Specifying a canon places an artificial limit on what (we believe) God can and will do
Declaring a canon is basically saying, “God no longer divinely inspires christian writers” (it at least puts a limit on the degree to which God can inspire people). God never said that, not even in the scriptures. Saying that the “canon is closed” is primarily not a claim about sacred writings but a claim about God himself – what he can and can’t do. It is putting him in a box that says “he can’t give authoritative revelation to anyone anymore like he used to.”
It also places a limit on church authority. If another council of church leaders was formed from all around the world and chose a different canon, why shouldn’t that become authoritative? Why is it assumed that the older and the closer to the time of Christ (for writings as well as people), the better? The 12 apostles didn’t have great theology as we know of at least one case where Paul had to correct them on a basic yet significant issue (the inclusion of Gentiles in salvation), and Paul got his revelation directly from Jesus. Are we “less led” by Holy Spirit than the people back then? I don’t think so. They did not have anything that we do not, and our relationship with God is in no way inferior.
Objection: You just need to have more faith in the workings of God in bringing about the scriptures in history
I bring up this objection because someone actually said it to me.
It’s not that I don’t have faith that God could do that; it’s just that I don’t have any compelling reason to believe that he indeed did. On the contrary, I have reasons to believe that the bible isn’t God-ordained. For example, it and its interpretations are the greatest source of division in the body of Christ today and throughout history.
Here’s another one I hear a lot.
But the Bible is the book that has had the hugest impact on the world throughout history.
That’s like saying, “I drove this car and it went 100km/hr; therefore it must be the fastest car on the planet!” This is silly because every car in the world needs to be tested before anyone can make that kind of claim.
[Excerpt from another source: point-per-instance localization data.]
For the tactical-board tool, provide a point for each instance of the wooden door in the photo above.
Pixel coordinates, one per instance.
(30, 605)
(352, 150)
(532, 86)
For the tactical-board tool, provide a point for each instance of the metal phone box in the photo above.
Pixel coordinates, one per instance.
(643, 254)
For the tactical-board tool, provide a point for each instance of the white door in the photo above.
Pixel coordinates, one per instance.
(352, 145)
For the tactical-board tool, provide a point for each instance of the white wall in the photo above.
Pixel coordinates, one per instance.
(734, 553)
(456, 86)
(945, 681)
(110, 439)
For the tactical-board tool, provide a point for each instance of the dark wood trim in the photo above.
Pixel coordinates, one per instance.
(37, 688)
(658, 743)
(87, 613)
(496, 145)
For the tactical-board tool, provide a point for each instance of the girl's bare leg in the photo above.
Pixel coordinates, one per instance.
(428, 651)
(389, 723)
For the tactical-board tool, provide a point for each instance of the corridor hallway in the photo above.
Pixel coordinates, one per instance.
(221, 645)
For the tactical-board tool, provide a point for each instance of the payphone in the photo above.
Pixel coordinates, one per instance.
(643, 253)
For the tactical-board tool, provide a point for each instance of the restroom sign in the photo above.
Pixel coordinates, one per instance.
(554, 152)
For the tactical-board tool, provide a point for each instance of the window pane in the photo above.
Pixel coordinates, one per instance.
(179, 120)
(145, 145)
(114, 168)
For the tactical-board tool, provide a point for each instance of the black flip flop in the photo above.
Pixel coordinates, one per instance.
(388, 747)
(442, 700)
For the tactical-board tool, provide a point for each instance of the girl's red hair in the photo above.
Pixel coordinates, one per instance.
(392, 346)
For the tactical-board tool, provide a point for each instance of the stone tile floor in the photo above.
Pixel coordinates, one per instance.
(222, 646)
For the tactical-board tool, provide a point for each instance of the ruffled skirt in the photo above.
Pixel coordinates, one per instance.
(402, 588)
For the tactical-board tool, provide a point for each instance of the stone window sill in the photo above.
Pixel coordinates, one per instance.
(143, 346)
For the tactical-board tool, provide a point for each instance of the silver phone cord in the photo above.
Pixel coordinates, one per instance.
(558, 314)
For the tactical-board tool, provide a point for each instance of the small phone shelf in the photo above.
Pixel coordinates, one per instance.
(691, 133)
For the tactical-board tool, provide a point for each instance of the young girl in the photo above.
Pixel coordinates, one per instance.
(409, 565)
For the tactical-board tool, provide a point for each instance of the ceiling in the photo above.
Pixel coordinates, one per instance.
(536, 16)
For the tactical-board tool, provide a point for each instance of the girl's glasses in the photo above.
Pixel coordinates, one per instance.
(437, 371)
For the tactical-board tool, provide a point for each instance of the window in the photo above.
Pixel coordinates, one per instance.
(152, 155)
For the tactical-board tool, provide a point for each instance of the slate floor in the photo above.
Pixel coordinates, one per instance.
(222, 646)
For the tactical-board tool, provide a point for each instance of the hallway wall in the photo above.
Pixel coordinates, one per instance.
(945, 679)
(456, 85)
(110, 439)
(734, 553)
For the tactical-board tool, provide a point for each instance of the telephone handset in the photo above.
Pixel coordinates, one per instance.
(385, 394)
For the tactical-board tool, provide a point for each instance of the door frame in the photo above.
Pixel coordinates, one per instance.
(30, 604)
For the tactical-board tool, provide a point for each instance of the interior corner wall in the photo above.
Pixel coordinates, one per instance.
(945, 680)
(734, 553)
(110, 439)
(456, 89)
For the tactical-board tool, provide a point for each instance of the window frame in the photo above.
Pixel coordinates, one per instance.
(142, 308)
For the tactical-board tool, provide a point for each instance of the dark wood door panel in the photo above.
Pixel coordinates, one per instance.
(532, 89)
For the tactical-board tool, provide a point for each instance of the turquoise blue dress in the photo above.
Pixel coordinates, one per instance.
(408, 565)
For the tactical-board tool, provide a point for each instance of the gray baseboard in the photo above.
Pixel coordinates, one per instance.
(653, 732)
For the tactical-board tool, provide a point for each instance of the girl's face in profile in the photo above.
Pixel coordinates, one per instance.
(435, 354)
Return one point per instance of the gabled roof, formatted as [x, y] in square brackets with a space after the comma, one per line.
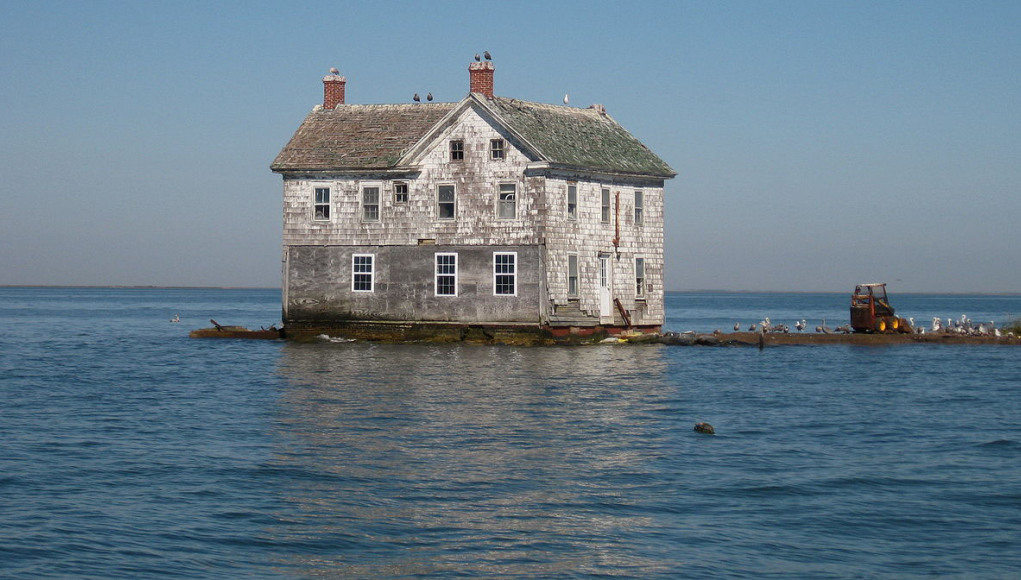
[580, 138]
[378, 137]
[357, 137]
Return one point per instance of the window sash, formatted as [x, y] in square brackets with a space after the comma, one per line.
[400, 193]
[640, 277]
[371, 203]
[321, 203]
[507, 201]
[362, 274]
[445, 201]
[456, 150]
[572, 275]
[505, 274]
[446, 275]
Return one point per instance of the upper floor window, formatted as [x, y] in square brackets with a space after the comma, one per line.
[496, 149]
[321, 207]
[445, 202]
[639, 278]
[457, 150]
[446, 275]
[573, 275]
[371, 203]
[400, 192]
[362, 275]
[505, 274]
[507, 202]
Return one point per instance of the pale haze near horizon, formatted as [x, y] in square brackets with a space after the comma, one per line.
[817, 144]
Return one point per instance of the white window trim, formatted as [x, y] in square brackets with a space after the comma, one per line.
[437, 199]
[640, 289]
[605, 209]
[328, 203]
[577, 276]
[514, 275]
[379, 200]
[436, 274]
[372, 273]
[499, 192]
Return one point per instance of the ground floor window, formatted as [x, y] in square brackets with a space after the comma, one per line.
[639, 277]
[505, 274]
[362, 273]
[446, 275]
[573, 276]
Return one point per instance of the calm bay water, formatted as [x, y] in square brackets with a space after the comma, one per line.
[130, 450]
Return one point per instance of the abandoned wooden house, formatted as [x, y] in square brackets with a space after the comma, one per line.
[489, 218]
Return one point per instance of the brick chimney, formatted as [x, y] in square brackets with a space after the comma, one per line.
[333, 89]
[481, 77]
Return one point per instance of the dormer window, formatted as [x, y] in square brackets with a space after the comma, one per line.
[457, 150]
[496, 149]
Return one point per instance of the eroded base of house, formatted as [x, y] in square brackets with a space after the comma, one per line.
[503, 333]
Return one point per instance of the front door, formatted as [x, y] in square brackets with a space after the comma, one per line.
[605, 298]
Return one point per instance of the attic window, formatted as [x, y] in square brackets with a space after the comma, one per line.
[457, 150]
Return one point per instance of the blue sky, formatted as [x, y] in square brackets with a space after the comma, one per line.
[817, 144]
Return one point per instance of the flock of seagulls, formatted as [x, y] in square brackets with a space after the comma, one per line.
[963, 326]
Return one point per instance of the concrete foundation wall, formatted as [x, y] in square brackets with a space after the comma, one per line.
[319, 285]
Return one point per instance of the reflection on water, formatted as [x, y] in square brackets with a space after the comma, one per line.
[440, 460]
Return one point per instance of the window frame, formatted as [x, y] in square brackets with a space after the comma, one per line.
[397, 194]
[573, 260]
[500, 203]
[319, 202]
[366, 205]
[604, 205]
[497, 151]
[456, 149]
[452, 202]
[513, 275]
[640, 280]
[437, 274]
[355, 273]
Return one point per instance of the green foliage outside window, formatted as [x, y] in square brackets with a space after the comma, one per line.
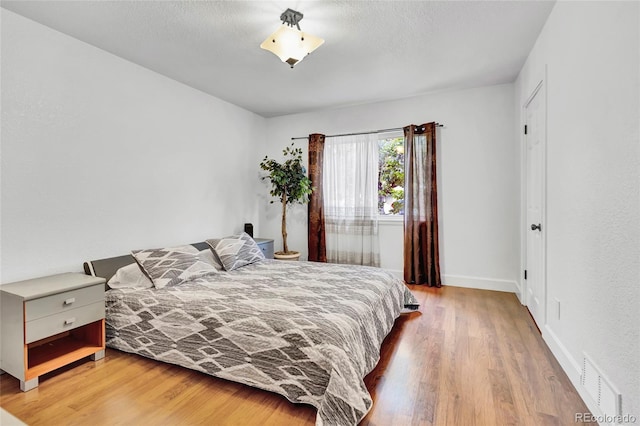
[391, 176]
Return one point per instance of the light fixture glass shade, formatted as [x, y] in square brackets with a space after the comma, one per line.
[290, 44]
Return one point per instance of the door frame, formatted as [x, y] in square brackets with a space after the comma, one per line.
[539, 90]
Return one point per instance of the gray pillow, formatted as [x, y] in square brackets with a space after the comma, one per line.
[236, 251]
[172, 265]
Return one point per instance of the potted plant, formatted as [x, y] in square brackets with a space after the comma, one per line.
[290, 184]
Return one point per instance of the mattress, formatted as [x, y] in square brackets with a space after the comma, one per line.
[308, 331]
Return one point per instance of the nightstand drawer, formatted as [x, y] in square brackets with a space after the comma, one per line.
[63, 321]
[62, 302]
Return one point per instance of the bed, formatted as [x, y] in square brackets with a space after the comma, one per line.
[308, 331]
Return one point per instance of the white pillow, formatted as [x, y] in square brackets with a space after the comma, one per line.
[207, 256]
[130, 276]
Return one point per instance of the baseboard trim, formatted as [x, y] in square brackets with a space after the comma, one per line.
[481, 283]
[396, 272]
[573, 370]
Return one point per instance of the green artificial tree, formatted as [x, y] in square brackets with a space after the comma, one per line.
[289, 183]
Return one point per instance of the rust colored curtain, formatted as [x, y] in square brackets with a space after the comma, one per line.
[316, 228]
[421, 257]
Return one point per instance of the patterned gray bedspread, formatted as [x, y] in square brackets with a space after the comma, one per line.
[308, 331]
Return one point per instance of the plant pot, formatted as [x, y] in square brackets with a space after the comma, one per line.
[292, 255]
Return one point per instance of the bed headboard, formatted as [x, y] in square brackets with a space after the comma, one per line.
[106, 268]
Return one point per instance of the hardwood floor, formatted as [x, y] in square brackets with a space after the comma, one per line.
[469, 357]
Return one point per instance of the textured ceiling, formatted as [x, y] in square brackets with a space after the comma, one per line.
[373, 50]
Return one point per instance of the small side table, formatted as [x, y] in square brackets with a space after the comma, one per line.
[266, 245]
[50, 322]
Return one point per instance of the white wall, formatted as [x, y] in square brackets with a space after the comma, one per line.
[101, 156]
[478, 173]
[591, 50]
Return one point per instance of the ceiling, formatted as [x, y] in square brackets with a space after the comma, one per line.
[373, 50]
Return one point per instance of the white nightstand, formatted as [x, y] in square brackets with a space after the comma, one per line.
[50, 322]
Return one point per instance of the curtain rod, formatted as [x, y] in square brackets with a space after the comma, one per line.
[394, 129]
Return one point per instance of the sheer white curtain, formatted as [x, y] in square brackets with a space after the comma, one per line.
[350, 180]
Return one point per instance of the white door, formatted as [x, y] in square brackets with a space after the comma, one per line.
[535, 228]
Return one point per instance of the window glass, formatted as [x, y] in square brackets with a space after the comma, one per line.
[391, 175]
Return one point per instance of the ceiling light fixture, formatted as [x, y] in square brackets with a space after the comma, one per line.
[289, 44]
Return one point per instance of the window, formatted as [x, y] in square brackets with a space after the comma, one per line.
[391, 175]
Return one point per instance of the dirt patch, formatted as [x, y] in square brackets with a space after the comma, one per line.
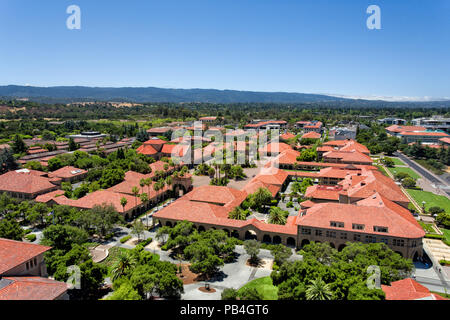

Sure, perhaps the scriptures have had the greatest impact out of all known books. But that doesn’t prove that it is God-ordained. What about a canon that includes all the books of the Bible minus the book of Hebrews plus the letter to the Laodiceans? What if that canon has a greater impact? Well, we don’t know, and we can’t know. We would have to test that out over 1000+ years.
In fact, the argument is circular. If the largest religious group at some point in history claims that a certain book is divinely chosen and perpetuates that idea as correct doctrine (which is exactly what happened), of course that book is going to have the greatest impact! But the argument was that because the scriptures had a great impact, surely they must be divinely chosen (while the truth is that the church chose them).
I hope to have made it clear that the canonicity of the scriptures is not a simple matter that is easily settled by merely referencing the Council of Nicaea, as is commonly done today.
I encourage you to think about these things, talk about it with Jesus, and decide for yourself what you believe.